Closed nhartwic closed 6 months ago

nhartwic commented 1 year ago

Nanoplot (actually nanomath) computes the percentage of reads with average quality above a threshold. At the moment, those thresholds are 5, 7, 10, 12, and 15. When these packages were being written, these quality thresholds made a lot of sense. But ONT basecalling has improved dramatically since that time. I think the tool would benefit from having these values revised. I'm thinking something like 10, 12, 15, 17, 20 as new values or maybe 9, 13, 17, 21, 25. This should be as simple as updating the array defined at...

https://github.com/wdecoster/nanomath/blob/40aa42a11bd056c268ed10a5bc25a3f99a538317/nanomath/nanomath.py#LL51C18-L51C30

...I can put together the relevant pull requests if you would like. I wanted to post this issue so that we could potentially discuss what values make the most sense, or if other changes make more sense, before I make the PR.

wdecoster commented 1 year ago

Hi,

Yes, this makes a lot of sense to me. We may have to span a broader range to accommodate 'legacy', simplex and duplex data. I would include Q25, so the proposed 9, 13, 17, 21, and 25 seem appropriate.

Thanks! Wouter

chucknordy commented 6 months ago

I agree it would be nice to update the quality thresholds for the reported stats.

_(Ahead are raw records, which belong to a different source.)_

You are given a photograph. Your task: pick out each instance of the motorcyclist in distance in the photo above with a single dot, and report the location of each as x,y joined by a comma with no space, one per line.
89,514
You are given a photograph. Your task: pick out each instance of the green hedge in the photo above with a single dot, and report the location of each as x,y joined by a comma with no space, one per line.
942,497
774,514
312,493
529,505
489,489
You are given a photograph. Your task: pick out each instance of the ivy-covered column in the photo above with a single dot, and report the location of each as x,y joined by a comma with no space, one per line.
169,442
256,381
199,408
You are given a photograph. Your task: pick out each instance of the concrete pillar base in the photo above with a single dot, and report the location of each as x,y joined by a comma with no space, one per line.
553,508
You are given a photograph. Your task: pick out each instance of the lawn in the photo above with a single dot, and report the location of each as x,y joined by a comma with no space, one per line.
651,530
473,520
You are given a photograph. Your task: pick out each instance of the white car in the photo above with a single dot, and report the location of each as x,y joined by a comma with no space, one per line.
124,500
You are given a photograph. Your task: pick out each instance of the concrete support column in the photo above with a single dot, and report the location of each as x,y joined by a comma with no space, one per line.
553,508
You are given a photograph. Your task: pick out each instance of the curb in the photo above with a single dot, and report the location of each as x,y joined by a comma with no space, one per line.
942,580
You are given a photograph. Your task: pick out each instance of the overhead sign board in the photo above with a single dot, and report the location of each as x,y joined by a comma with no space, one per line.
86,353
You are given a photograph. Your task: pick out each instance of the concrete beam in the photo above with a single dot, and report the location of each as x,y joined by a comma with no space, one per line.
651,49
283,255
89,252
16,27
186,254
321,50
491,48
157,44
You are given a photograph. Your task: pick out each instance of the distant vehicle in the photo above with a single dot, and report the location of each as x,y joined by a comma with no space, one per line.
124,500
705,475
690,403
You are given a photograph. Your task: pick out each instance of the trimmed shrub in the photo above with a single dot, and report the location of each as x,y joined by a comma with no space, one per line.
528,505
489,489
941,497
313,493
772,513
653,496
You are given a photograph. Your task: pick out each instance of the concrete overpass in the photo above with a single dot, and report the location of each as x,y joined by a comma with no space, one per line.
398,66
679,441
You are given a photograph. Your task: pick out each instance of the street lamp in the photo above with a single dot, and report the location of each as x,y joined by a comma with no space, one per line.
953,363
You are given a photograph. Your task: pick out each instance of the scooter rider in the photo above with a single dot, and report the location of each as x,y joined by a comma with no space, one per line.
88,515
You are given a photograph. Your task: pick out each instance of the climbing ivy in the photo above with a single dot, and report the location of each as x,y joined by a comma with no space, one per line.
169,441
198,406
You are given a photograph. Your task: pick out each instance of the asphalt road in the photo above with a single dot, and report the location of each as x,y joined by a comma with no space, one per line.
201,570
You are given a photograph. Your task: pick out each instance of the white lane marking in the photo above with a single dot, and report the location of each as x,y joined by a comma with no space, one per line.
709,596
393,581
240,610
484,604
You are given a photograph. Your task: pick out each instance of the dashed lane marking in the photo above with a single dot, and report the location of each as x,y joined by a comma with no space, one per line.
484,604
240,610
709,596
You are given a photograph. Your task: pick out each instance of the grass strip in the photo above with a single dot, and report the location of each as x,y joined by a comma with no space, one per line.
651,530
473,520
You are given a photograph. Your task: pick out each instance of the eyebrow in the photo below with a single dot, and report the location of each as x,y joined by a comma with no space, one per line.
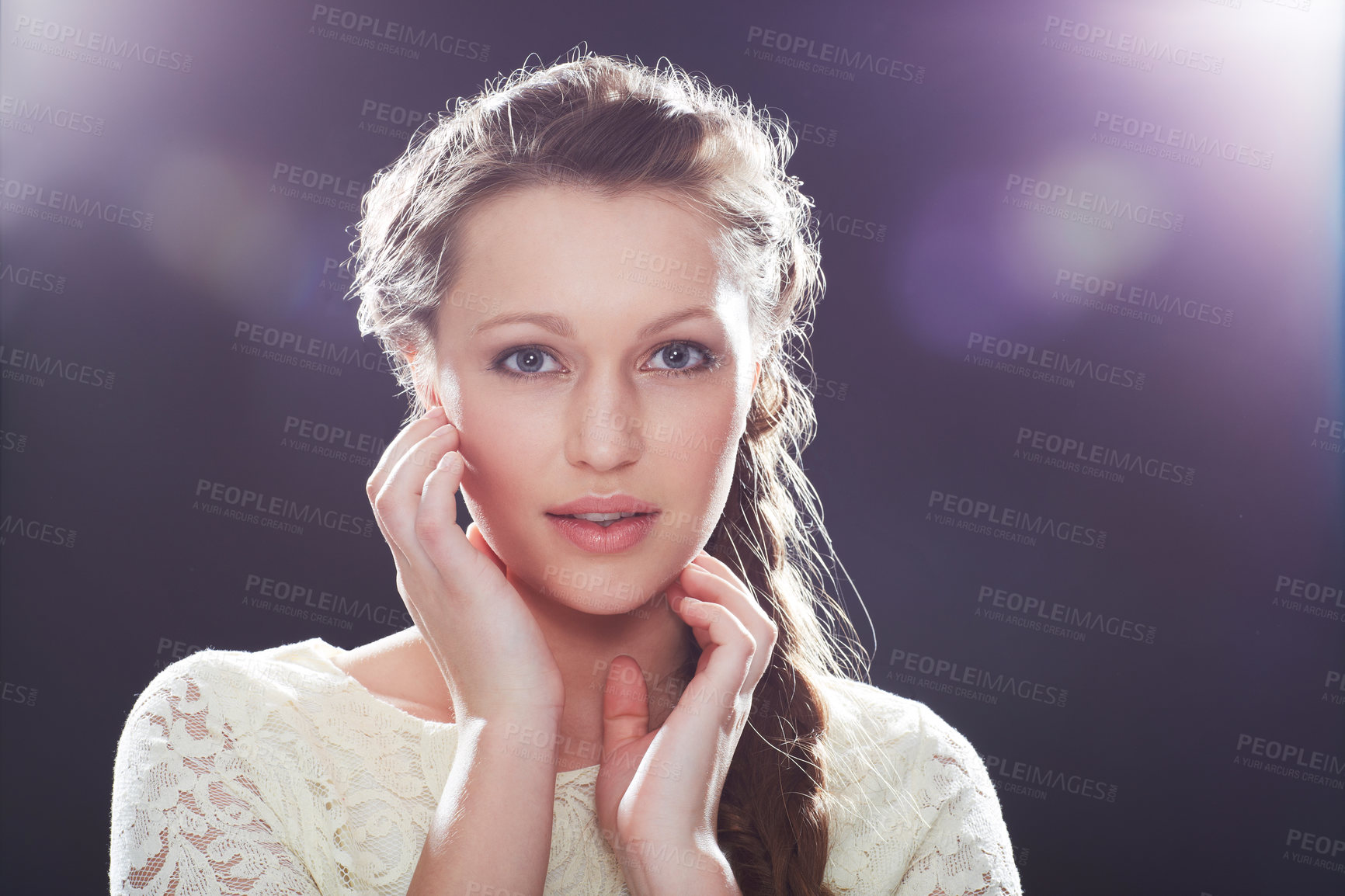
561,326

Or perhaps even better: add a new command-line option to specify an arbitrary list of threshold Q values (in which case, the current list of [5, 7, 10, 12, 15] could be left unchanged, as the default).

wdecoster commented 6 months ago

Quality thresholds have been updated to [10, 15, 20, 25, 30] in nanomath v1.4.0. I understand that adding new command line options would result in increased flexibility, but at the end of the day everything will be a command line option and that would be a mess.